There were indeed stairs cut into the stone of the wall, but the first four yards of them were gone, doubtless eroded by the floods he had just been considering. After that, the steps that remained looked glassy and worn. To reach them meant leaping three yards and falling two and then avoiding slipping upon landing. Or breaking a leg. And once there, he had no assurance there wasn’t a similar gap farther on.

Behind him, he heard Adhrekh in a hushed conversation.

“Any ideas?” Stephen asked.

He heard the quick thump of footsteps and air brushed at his locks. Then he saw one of the Aitivar hurl himself into space toward the eroded stairs.

“Saints!” Stephen gasped. He didn’t have time to say anything else before the fellow hit the stair, flailed for balance, teetered—and fell. Then he could only stare.

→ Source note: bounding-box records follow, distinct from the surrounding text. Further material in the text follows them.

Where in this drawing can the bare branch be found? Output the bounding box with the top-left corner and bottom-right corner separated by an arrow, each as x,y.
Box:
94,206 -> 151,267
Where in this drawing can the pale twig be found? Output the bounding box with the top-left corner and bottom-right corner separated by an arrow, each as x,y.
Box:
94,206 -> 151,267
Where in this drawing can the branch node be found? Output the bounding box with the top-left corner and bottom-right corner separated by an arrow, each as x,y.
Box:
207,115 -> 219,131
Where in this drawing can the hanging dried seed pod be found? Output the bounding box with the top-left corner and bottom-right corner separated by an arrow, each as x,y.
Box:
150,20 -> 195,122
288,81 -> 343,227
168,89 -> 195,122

“Who—who was that?” he finally managed.

“Unvhel,” Adhrekh said.

“Why—” But then another one was running past him.

“Wait—”

But of course it was too late. The jumper hit the step, and his foot slipped, so that he fell like a tomfool at a traveling show, landing on his prat and sliding. Stephen held his breath, sure the Aitivar would go over, but he somehow caught himself and managed to slip down the water-worn steps to stable footing.

Stephen turned to Adhrekh. “What is wrong with you people?” he asked, trying to contain his anger.

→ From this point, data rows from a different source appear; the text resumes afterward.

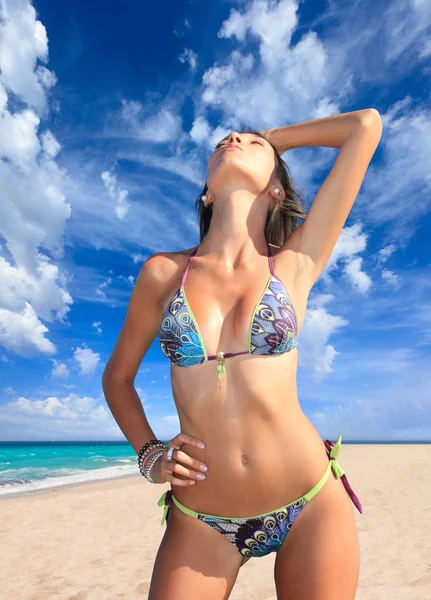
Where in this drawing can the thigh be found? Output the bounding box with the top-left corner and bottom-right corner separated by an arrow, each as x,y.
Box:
148,503 -> 243,600
274,477 -> 360,600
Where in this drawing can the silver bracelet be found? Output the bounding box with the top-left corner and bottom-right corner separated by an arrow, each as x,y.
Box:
143,450 -> 164,483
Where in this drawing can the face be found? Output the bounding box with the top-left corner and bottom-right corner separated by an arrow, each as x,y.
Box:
207,131 -> 276,195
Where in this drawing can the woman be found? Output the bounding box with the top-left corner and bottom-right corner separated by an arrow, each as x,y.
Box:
103,109 -> 382,600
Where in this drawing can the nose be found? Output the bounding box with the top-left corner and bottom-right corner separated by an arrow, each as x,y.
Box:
227,131 -> 241,144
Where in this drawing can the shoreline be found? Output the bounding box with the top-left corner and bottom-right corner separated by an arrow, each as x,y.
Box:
0,445 -> 431,600
0,473 -> 142,502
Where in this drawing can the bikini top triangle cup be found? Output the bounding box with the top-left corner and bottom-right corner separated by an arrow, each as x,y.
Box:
159,244 -> 298,367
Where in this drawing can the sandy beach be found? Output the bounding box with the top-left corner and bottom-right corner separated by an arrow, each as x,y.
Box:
0,444 -> 431,600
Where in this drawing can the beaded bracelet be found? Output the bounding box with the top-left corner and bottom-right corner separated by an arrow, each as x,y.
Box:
141,448 -> 166,473
144,450 -> 164,483
138,440 -> 167,483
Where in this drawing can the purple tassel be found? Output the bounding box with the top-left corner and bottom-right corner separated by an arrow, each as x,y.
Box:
324,440 -> 362,514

“You were just on about how long you could live if you didn’t do anything stupid.”

“You shamed us at the waterfall, pathikh. If I had known your plan, one of us would have gone in first.

We were determined not to let you risk yourself so foolishly again.”

“What good would it have done to go into the water before me? I wouldn’t have known if you made it or not.”

“Begging your pardon, pathikh, but you might have been able to hear us below. You’ve walked the faneway of Saint Decmanus.”

Stephen reluctantly acknowledged that with a tilt of his head. “So you sent them to jump before I could try it?”

“Yes.”

“But I wouldn’t have jumped.”

Adhrekh shrugged. “Very well. But someone had to, unless you know some other way down.”

“I don’t.”

A sharp ringing commenced, and Stephen realized that the Aitivar on the steps was working at the stone with a hammer and chisel, probably trying to create some purchase to tie a rope to. Another Sefry began the same work on their side. After perhaps half a bell, a rope was fixed across the gulf, and Adhrekh went across, hanging upside down, hooking his legs over the cord and using his hands to pull himself along.

Before Stephen went, they tied a second rope around his waist. An Aitivar held it at either end so that if he fell, they had a chance of stopping him. That safeguard made Stephen feel a bit condescended to but infinitely safer, and he insisted that Zemlé be brought across in the same fashion.

Finally, with the exception of a man Stephen hadn’t known the name of, they were all on the stairs.

The footing improved after ten or so kingsyards, the steps becoming more defined and the way wider.

The witchlights occasionally showed the other side of the crevasse but not the bottom, or the roof, for that matter.

“It’s colder still,” Zemlé noticed.

“Yes,” Stephen agreed. “There is much debate about the nature of the world beneath. Some mountains spew fire and molten rock, so one would imagine there is great heat below. And yet caves tend to be cold.”

“Rather that than molten rock,” she replied.

“Yes. What was that?”

“I didn’t hear anything.”

“Up above, at the waterfall: a sort of scraping sound, like something big coming through.”

“Something big?”

“Archers,” Adhrekh said quietly.

Stephen tried to focus in the direction of the sound, but beyond their luminous companions there was only darkness.

“Is there any way to dampen the witchlights?” Stephen asked. “They make us easy to see.” And then he smelled it, a hot, animal, resiny smell, just like the trace of scent in the aerie.

“He’s here,” Stephen said, trying to keep his voice from showing his building panic.

A warm breeze blew across them, and Stephen heard the sharp hum of a bowstring.